It’s not rocket science! (Except it is.)

Kerbal Space Program has become increasingly popular since its original alpha release in June 2011. Still under development, the game currently occupies a “sandbox”-type status, allowing players to create their own, unique space program. The basic goal is to successfully launch and fly spacecraft and therefore, explore the reaches of the heavens.

The game is populated by a race of short, green, large-eyed and large-headed humanoids referred to as Kerbals. They function primarily as the flight crew for your various spacecraft and during flight emote as can be expected; with fear, excitement and occasionally overwhelming terror if your spacecraft is less than sky-worthy.

The flight and fall of each ship is based on the properties of the parts used, or not used, to complete it. Typically, construction begins with choosing a manned or unmanned command module for your spaceship. There are seven categories of components: Pods (command modules), Propulsion (engines and fuel containers), Control (parts that increase stabilization or maneuverable thrusters), Structural (infrastructure), Aerodynamic (parts useful for spacecraft capable of behaving as an aircraft), Utility (power sources, landing gear, smaller fuel sources for landers/rovers and other non-scientific gadgets), and Science (different data-gathering tools such as thermometers, barometers and sample-gathering equipment).

Kerbal Space Program’s largest success is the realism with which the physics engine works. It properly simulates complex gravitational conditions in space and abides by the laws of orbit, enough that even an astrophysicist can be satisfied with the game.

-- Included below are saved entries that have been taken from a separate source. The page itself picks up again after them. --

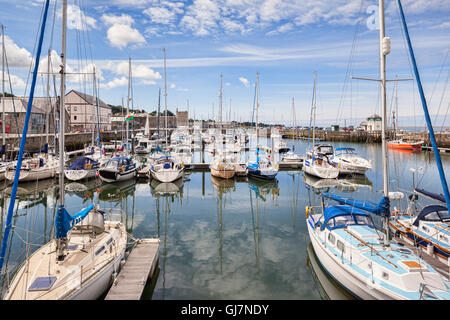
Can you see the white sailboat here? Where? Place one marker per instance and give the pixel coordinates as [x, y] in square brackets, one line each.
[352, 251]
[317, 160]
[87, 250]
[349, 162]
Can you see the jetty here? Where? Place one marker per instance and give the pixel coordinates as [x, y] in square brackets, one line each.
[139, 266]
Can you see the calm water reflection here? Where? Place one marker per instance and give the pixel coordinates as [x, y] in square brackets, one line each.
[237, 239]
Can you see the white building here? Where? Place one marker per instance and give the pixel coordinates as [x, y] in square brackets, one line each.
[373, 123]
[82, 109]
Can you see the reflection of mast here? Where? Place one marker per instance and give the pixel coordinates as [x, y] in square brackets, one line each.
[255, 225]
[165, 246]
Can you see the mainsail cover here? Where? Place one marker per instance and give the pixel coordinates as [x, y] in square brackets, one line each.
[64, 221]
[382, 208]
[435, 196]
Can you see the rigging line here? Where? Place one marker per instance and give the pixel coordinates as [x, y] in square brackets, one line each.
[350, 62]
[34, 50]
[439, 76]
[12, 99]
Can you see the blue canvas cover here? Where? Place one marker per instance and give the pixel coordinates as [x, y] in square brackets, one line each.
[64, 221]
[83, 163]
[382, 208]
[428, 209]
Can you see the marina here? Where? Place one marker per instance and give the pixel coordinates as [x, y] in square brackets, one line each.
[146, 201]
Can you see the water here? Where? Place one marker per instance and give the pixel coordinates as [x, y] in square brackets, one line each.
[238, 239]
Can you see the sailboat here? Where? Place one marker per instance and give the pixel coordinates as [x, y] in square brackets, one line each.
[80, 261]
[41, 166]
[263, 166]
[221, 166]
[350, 248]
[317, 160]
[349, 162]
[121, 168]
[429, 228]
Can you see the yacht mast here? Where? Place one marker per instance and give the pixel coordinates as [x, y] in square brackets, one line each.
[3, 89]
[61, 242]
[384, 50]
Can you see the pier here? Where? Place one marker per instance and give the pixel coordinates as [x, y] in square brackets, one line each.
[139, 267]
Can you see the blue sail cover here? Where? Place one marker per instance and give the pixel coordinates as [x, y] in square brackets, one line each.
[82, 163]
[64, 221]
[435, 196]
[382, 208]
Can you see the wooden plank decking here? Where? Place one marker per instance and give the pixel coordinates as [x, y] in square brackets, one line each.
[139, 266]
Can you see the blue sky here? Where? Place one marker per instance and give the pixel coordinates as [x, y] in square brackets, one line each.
[285, 41]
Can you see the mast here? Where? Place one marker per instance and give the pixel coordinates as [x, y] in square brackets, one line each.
[23, 140]
[3, 90]
[165, 93]
[220, 104]
[128, 99]
[314, 107]
[425, 109]
[61, 242]
[384, 50]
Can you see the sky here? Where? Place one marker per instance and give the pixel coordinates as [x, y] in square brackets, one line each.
[285, 42]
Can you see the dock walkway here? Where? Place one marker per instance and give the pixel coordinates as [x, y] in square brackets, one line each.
[139, 266]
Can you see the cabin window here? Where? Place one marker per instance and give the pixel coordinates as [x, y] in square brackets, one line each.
[100, 250]
[341, 246]
[331, 238]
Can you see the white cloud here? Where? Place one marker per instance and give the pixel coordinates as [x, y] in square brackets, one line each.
[244, 81]
[17, 57]
[160, 15]
[116, 82]
[137, 70]
[120, 32]
[76, 19]
[121, 35]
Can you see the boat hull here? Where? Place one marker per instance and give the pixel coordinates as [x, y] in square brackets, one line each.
[321, 172]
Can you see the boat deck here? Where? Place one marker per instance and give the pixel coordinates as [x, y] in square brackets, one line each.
[139, 266]
[439, 266]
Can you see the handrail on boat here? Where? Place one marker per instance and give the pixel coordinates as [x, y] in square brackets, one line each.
[372, 248]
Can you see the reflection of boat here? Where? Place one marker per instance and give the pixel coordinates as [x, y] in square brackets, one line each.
[166, 188]
[223, 185]
[118, 169]
[82, 168]
[167, 169]
[116, 191]
[328, 286]
[317, 162]
[405, 144]
[349, 162]
[318, 183]
[264, 187]
[352, 183]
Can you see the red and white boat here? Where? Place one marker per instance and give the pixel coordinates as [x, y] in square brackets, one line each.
[405, 144]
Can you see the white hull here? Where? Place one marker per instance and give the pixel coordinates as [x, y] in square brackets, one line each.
[321, 172]
[360, 288]
[167, 175]
[76, 175]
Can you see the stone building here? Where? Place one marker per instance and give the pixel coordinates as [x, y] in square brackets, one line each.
[82, 109]
[373, 123]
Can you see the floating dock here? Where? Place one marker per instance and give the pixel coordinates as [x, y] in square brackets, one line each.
[139, 267]
[439, 266]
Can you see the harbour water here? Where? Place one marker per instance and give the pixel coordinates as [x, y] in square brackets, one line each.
[220, 239]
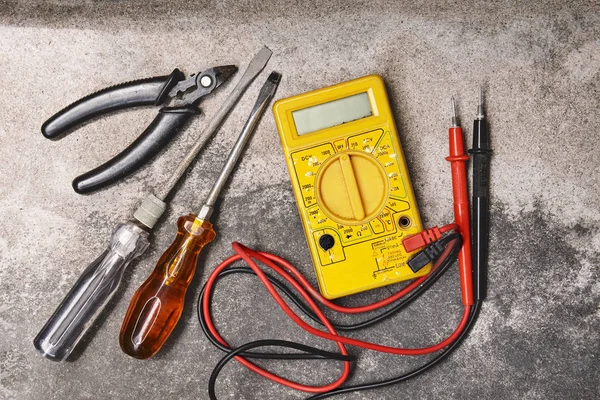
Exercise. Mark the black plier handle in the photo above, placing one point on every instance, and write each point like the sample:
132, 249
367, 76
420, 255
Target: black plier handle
152, 91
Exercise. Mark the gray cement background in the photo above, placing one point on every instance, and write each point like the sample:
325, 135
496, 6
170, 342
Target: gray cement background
538, 333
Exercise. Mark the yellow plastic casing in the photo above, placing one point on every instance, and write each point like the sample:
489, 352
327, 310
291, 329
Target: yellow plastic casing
351, 184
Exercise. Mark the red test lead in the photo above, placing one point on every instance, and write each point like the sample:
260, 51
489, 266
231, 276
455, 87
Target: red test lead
458, 159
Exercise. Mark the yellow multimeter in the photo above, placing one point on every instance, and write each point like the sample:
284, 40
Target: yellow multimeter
351, 184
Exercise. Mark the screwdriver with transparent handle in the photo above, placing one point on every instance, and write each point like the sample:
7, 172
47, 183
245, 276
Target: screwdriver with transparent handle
157, 305
91, 293
100, 280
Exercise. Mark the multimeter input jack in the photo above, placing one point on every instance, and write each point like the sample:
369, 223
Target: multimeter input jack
404, 222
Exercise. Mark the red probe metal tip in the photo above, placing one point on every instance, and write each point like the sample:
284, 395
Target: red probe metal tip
458, 159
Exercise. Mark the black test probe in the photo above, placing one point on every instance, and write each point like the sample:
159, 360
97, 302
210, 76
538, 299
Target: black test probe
480, 154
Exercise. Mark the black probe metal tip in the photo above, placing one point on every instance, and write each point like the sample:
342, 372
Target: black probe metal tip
481, 154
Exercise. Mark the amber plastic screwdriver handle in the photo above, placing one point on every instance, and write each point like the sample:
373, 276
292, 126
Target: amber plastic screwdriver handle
157, 305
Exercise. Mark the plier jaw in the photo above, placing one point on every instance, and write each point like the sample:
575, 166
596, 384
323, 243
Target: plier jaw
178, 96
192, 89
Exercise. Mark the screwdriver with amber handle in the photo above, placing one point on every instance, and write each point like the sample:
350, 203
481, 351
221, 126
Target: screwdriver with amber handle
157, 305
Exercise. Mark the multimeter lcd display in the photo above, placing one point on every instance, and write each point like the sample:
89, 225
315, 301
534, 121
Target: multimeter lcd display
351, 185
332, 113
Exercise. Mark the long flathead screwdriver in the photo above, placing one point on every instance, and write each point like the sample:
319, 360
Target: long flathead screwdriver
157, 305
100, 280
480, 154
458, 160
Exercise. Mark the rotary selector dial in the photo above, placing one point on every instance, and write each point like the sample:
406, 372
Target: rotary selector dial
351, 188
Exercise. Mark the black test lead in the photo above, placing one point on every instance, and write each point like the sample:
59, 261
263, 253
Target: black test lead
481, 154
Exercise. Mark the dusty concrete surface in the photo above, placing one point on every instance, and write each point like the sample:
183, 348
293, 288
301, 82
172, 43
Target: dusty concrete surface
538, 333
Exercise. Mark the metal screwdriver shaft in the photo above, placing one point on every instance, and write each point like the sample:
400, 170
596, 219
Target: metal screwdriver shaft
157, 305
100, 280
266, 93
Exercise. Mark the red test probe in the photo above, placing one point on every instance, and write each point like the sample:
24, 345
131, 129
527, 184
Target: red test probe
460, 192
438, 246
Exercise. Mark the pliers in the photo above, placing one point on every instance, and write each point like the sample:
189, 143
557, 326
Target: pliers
178, 96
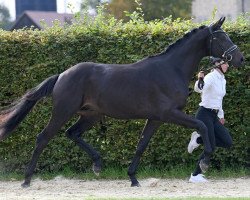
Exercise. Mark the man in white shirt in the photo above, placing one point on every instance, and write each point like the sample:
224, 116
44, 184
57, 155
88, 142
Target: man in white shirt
212, 88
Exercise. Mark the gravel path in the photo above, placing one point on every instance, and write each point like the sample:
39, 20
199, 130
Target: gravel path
71, 189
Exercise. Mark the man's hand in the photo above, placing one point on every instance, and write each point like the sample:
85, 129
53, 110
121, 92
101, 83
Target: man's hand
201, 74
200, 80
222, 121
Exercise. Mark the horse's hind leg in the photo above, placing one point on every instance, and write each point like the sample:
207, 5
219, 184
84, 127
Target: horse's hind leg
59, 117
147, 133
74, 133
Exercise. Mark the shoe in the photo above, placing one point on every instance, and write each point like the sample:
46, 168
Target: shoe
197, 179
193, 144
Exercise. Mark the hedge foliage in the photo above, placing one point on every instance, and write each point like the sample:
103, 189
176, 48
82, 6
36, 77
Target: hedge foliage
27, 57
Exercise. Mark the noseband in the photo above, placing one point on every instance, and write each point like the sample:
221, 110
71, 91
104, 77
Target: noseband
227, 56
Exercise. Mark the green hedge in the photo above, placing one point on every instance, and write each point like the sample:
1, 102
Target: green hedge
29, 56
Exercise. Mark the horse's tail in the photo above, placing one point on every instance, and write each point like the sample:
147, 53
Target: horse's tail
12, 116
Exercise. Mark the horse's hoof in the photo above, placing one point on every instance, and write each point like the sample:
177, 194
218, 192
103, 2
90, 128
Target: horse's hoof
135, 184
203, 165
96, 169
25, 185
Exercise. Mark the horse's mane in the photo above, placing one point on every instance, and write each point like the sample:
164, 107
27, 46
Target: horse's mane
179, 41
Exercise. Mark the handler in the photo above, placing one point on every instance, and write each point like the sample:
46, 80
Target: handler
212, 90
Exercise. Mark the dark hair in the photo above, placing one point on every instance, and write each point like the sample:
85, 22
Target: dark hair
216, 60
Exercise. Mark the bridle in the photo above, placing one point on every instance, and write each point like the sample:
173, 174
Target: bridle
227, 56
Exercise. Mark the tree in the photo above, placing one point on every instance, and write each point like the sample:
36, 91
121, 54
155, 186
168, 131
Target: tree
5, 21
152, 9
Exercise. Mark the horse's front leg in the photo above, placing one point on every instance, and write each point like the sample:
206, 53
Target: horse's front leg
178, 117
147, 133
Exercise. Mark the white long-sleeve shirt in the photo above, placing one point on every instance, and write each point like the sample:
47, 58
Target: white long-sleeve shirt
213, 91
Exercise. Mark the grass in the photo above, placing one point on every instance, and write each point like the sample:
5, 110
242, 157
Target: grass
121, 173
177, 198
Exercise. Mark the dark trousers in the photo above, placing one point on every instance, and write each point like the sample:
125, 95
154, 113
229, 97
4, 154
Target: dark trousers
217, 133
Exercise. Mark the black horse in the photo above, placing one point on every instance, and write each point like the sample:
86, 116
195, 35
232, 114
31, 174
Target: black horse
154, 88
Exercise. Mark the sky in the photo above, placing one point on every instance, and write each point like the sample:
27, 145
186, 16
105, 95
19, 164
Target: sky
61, 6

Successful space exploration furthers the scientific knowledge of the Kerbals and often the gamer himself. Kerbaledu is still in early development, but aims to bring (and mildly modify) Kerbal Space Program to middle school and high school classrooms to teach about physics. It is a specific mod to the game that allows it to integrate with lessons by providing a sort of amusing experimental interface.

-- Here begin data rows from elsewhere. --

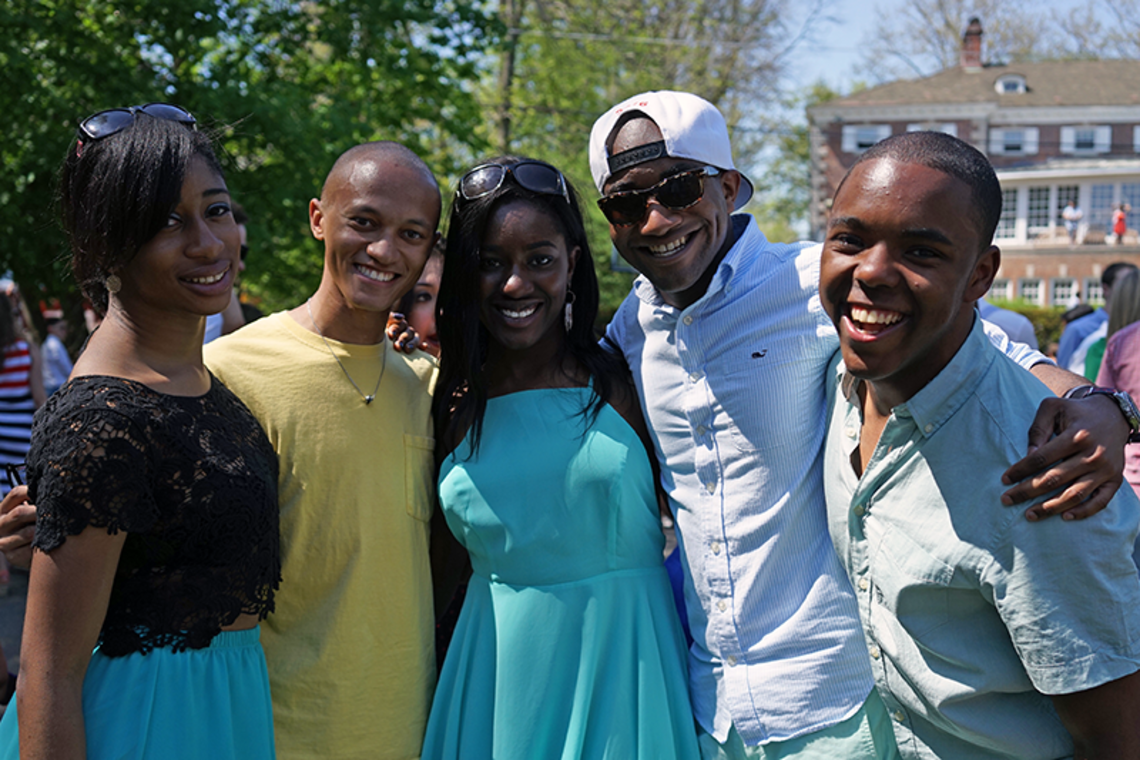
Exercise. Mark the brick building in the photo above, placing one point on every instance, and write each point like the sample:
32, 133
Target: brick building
1055, 131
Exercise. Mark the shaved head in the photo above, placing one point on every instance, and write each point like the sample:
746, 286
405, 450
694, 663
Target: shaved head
381, 154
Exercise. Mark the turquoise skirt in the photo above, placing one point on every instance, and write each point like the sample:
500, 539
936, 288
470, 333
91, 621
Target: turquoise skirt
195, 704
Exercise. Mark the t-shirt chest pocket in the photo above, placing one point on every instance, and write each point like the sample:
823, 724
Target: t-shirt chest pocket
911, 583
418, 467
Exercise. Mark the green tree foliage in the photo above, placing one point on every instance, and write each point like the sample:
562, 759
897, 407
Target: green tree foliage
287, 87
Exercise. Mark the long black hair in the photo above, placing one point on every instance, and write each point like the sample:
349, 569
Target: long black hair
116, 194
459, 401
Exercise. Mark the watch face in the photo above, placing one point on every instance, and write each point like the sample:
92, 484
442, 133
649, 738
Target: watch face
1129, 409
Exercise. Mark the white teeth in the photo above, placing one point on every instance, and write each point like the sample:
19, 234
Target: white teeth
372, 274
208, 280
519, 315
668, 247
874, 317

Each ship requires thought and planning — involving fuel, staging sequence and crew considerations from the player. This makes the game difficult, though rarely frustrating, as crashing can be just as fun and exciting as landing on the moon (or other planets). I’m afraid to say, however, that the number of Kerbals killed in your attempts to reach the stars is fairly astronomical itself and the soft-hearted may not enjoy this sacrifice for science.

Upcoming additions include a Career Mode, which will enforce real world constraints on your space program (including funding, record of successes via a reputation stat and contracts that require goal-meeting). Other additions are on the way as well; another notable one is the ability to hire and train astronauts and eventually elevate them to the status of national Kerbal heroes.

To make the game less daunting, there is a training mode that walks the player through the basics (which I absolutely suggest). YouTube tutorials can also be helpful if you are running into recurring problems with your flights. Since it is an intelligent and strategic simulation, some players may be frustrated with failure until they learn the ins and outs of the game.

Kerbal Space Program can be modified and is compatible with any Windows, Mac or Linux with enough CPU. The demo can be downloaded for free or full game can be bought for $27 at or on Steam.